左潤之一時間不知如何反應,但莫名地剛怒氣消散了。
就只是這麼抱著也不是個事兒,白昀杉心一橫,怒道:「老子就是不小心吃了波飛醋,我也道歉了,你幹嘛還生氣啊?」
「那要我不是你的妻子,你就不吃飛醋了嗎?」
「那……那我……」白昀杉也愣了,這醋還吃不吃呢?
「嗯?」左潤之迫切地想要聽到白昀杉的回答。
「那我怎麼知道嘛,我也是第一次討老婆啊!」
白昀杉自己都還雲裡霧裡的呢,左潤之問她的問題她都不知道要怎麼回答。
「你還想討第二次?!」
「沒有沒有,不敢了。一次就夠了。
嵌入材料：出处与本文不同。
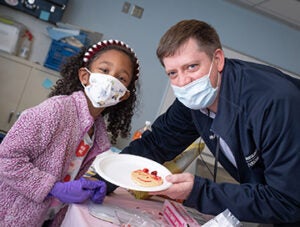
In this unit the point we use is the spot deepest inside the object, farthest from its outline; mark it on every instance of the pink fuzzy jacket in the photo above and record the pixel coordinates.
(36, 153)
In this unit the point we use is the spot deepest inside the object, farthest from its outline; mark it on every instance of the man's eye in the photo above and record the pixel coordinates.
(171, 74)
(104, 71)
(192, 67)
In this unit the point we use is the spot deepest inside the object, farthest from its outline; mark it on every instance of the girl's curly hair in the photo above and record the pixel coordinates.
(118, 117)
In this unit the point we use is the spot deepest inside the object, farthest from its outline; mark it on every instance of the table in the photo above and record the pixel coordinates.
(79, 215)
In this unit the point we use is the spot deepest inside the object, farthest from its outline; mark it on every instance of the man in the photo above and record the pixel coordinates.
(248, 116)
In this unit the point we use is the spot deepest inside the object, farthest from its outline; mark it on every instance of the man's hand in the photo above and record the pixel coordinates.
(181, 188)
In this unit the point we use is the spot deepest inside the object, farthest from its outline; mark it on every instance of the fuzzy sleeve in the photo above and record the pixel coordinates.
(21, 165)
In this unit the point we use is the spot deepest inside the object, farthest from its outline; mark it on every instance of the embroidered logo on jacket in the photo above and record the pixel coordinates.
(252, 159)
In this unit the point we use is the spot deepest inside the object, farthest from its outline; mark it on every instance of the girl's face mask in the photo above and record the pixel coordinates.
(104, 90)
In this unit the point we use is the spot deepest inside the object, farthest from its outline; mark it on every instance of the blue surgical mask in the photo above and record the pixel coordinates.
(198, 94)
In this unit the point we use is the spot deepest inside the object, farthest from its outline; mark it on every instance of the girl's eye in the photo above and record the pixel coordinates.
(122, 79)
(193, 67)
(104, 71)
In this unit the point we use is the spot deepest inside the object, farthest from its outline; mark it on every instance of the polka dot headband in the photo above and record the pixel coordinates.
(100, 45)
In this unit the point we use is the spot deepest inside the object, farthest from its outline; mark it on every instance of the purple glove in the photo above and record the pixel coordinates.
(78, 191)
(99, 192)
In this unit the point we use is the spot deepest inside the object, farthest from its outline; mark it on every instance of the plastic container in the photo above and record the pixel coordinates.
(58, 53)
(138, 133)
(26, 43)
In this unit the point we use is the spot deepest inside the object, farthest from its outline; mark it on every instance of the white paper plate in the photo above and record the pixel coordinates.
(117, 169)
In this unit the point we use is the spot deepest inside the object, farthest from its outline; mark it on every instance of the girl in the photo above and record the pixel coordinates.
(45, 154)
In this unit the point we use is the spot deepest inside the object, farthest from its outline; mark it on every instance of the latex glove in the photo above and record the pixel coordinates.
(182, 185)
(76, 191)
(99, 192)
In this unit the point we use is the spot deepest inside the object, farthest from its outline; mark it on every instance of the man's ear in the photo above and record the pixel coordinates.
(83, 76)
(126, 96)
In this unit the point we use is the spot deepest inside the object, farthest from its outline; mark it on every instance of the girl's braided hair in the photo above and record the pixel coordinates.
(118, 117)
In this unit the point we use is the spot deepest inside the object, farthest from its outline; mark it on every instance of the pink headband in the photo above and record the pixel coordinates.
(100, 45)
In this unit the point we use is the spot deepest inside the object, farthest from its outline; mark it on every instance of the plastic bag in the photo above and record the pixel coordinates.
(122, 217)
(224, 219)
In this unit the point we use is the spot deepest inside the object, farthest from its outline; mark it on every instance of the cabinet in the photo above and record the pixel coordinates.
(23, 84)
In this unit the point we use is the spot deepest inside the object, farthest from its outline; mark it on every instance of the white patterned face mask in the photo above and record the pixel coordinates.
(104, 90)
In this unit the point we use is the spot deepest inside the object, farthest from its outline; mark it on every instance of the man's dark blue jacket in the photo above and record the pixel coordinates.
(258, 116)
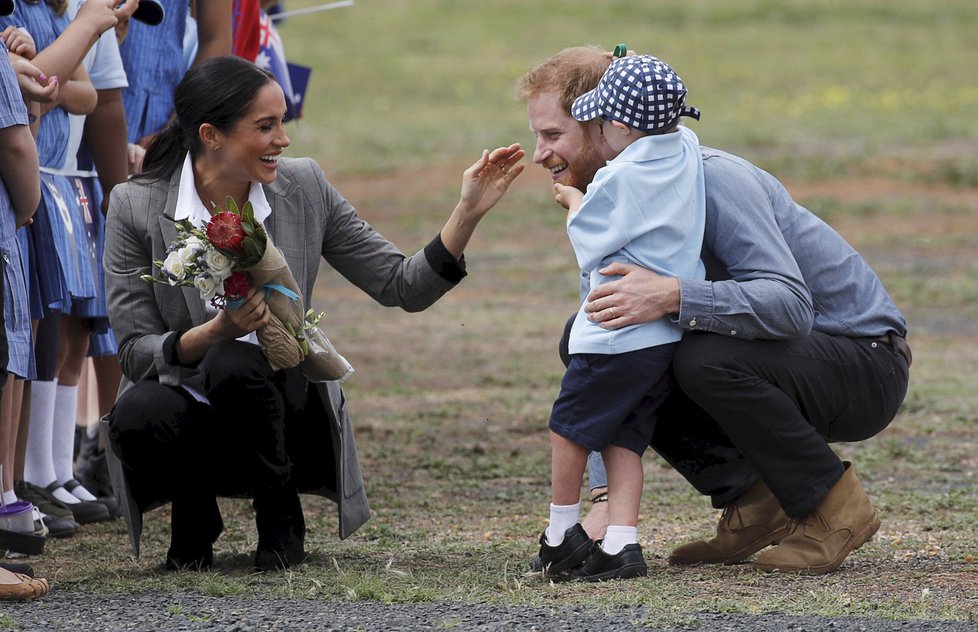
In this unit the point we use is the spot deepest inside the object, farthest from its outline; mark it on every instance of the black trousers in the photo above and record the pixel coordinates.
(768, 409)
(172, 445)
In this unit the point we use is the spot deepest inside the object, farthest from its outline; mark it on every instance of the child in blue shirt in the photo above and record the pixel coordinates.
(645, 207)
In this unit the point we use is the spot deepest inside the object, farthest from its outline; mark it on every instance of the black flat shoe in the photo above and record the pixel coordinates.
(195, 525)
(281, 530)
(556, 560)
(16, 567)
(601, 567)
(84, 511)
(187, 560)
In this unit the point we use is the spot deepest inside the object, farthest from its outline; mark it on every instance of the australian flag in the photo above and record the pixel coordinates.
(293, 78)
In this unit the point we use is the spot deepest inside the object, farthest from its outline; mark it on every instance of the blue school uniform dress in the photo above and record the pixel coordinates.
(63, 264)
(646, 207)
(154, 63)
(16, 313)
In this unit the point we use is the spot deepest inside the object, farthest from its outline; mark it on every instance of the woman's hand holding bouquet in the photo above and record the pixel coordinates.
(231, 261)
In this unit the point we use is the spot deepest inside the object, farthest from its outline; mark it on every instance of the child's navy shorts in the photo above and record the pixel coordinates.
(613, 399)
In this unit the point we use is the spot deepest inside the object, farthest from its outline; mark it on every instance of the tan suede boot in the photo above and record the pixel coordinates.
(748, 524)
(842, 522)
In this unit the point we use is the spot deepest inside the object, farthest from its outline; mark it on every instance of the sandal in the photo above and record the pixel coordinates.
(20, 587)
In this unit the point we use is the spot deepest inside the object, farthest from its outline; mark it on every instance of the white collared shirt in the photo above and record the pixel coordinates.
(190, 206)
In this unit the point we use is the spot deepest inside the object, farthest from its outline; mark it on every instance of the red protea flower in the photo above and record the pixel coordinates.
(225, 232)
(237, 285)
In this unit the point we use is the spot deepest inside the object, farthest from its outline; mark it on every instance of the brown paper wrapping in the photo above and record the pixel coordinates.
(280, 347)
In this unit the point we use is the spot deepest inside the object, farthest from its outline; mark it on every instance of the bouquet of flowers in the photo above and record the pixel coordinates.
(232, 254)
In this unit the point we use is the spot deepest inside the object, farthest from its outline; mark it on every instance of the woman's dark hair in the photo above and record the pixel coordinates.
(219, 91)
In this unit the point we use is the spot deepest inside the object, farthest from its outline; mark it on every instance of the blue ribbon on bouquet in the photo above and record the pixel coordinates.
(268, 287)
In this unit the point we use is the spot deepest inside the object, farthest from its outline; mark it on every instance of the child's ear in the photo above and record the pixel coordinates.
(624, 129)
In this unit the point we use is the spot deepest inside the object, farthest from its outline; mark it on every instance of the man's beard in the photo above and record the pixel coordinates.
(582, 170)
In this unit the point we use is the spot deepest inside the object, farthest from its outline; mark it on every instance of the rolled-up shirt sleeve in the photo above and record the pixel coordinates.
(755, 288)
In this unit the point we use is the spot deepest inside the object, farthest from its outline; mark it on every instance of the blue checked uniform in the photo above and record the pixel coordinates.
(153, 59)
(16, 312)
(59, 274)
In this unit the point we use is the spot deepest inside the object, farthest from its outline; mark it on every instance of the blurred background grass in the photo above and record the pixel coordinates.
(811, 86)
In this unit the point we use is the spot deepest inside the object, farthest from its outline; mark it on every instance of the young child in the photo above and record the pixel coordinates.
(645, 207)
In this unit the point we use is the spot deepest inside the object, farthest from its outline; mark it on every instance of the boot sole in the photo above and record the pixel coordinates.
(862, 538)
(737, 557)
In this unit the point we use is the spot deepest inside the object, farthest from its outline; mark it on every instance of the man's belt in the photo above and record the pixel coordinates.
(899, 343)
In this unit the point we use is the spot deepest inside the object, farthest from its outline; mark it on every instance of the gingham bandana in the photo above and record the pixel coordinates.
(641, 91)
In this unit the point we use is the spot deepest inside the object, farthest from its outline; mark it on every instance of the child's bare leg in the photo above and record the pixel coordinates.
(567, 462)
(625, 480)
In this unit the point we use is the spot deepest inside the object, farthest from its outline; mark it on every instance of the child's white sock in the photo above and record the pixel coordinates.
(63, 432)
(617, 537)
(562, 518)
(63, 440)
(38, 466)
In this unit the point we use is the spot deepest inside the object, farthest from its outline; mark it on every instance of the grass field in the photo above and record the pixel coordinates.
(868, 111)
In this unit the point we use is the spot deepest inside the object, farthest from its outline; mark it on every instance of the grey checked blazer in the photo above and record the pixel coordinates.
(309, 220)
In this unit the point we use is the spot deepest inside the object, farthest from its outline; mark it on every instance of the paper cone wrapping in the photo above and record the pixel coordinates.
(281, 348)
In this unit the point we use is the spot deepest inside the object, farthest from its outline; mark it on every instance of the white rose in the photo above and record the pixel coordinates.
(192, 241)
(218, 263)
(174, 268)
(207, 285)
(189, 254)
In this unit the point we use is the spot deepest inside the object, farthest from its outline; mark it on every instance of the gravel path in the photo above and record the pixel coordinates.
(82, 612)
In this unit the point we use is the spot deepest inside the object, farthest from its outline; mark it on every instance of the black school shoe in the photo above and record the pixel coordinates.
(601, 567)
(556, 560)
(281, 529)
(195, 525)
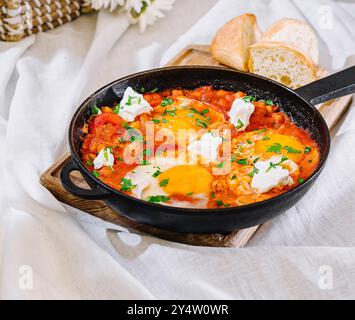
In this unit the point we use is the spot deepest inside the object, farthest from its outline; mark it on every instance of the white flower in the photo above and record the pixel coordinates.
(136, 5)
(151, 11)
(112, 4)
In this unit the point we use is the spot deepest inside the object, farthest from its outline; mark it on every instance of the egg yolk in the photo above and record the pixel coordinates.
(278, 144)
(186, 179)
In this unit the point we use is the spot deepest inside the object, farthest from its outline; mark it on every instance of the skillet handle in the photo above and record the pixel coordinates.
(97, 193)
(334, 86)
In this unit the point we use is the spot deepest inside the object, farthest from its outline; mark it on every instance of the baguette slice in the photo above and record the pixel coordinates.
(230, 44)
(294, 32)
(283, 63)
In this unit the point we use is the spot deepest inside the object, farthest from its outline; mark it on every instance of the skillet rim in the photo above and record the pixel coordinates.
(200, 211)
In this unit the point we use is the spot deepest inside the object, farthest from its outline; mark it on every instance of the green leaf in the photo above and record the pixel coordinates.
(220, 165)
(249, 99)
(276, 147)
(220, 203)
(156, 173)
(291, 150)
(158, 199)
(239, 124)
(164, 182)
(200, 123)
(243, 162)
(307, 149)
(95, 109)
(126, 184)
(167, 101)
(116, 110)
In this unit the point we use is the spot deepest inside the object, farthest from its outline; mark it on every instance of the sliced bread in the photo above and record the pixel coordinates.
(294, 32)
(282, 62)
(230, 45)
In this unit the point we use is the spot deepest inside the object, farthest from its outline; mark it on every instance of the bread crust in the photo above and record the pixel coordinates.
(305, 59)
(229, 46)
(285, 23)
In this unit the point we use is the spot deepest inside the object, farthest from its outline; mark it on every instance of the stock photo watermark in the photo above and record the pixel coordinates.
(25, 281)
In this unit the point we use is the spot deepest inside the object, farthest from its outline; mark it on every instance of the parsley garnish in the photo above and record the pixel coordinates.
(156, 173)
(273, 165)
(220, 165)
(95, 109)
(200, 123)
(276, 147)
(243, 162)
(164, 182)
(167, 101)
(307, 149)
(239, 124)
(116, 110)
(158, 199)
(255, 171)
(126, 184)
(221, 203)
(249, 99)
(291, 150)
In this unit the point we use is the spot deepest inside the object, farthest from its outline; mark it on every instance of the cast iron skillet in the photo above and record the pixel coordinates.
(297, 104)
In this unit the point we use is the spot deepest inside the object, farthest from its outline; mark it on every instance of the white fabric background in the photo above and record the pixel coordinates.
(75, 256)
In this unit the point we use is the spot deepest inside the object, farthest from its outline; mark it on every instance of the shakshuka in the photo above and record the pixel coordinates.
(201, 148)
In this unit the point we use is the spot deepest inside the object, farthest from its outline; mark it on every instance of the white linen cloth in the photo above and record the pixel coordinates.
(308, 252)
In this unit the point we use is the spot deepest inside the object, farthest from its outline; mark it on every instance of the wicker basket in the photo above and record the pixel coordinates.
(20, 18)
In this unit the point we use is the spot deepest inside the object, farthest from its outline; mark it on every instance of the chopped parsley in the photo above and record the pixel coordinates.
(260, 130)
(243, 162)
(220, 165)
(239, 124)
(276, 147)
(291, 150)
(200, 123)
(147, 152)
(158, 199)
(220, 203)
(126, 184)
(274, 165)
(95, 109)
(116, 110)
(167, 101)
(255, 171)
(307, 149)
(156, 173)
(249, 99)
(164, 182)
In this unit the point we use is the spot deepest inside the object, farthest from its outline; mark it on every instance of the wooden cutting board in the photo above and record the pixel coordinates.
(193, 55)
」白昀杉忙回答。
「嗯……」
那還,差不多。
明月當空,有人在月下擁抱,有人只能在房間裡待著看別人擁抱。
還有人在月下練功。
蘇誠練到滿頭大汗之後才停了下來,蘇晚意不知道何時站在他的身旁在看他練功。
等他練完了,遞上一塊帕子:「擦擦汗。」
「謝謝晚意。」
蘇誠笑著接過了帕子,女兒的關心總是溫暖的。
臉上的笑容是藏都藏不住的。
不過高興之餘,還是難免有些傷感。
若是慕茗還在世就好了。
「爹修行歸修行還是要注意身體,別太拼了。」蘇晚意叮囑道。
「爹剛剛恢復了一些,若是不勤加練習保持的話,怕又要退步回去了。」
蘇誠的身體在中毒的那幾年退化的厲害,現在需要加強訓練來讓自己恢復到巔峰時期的狀態。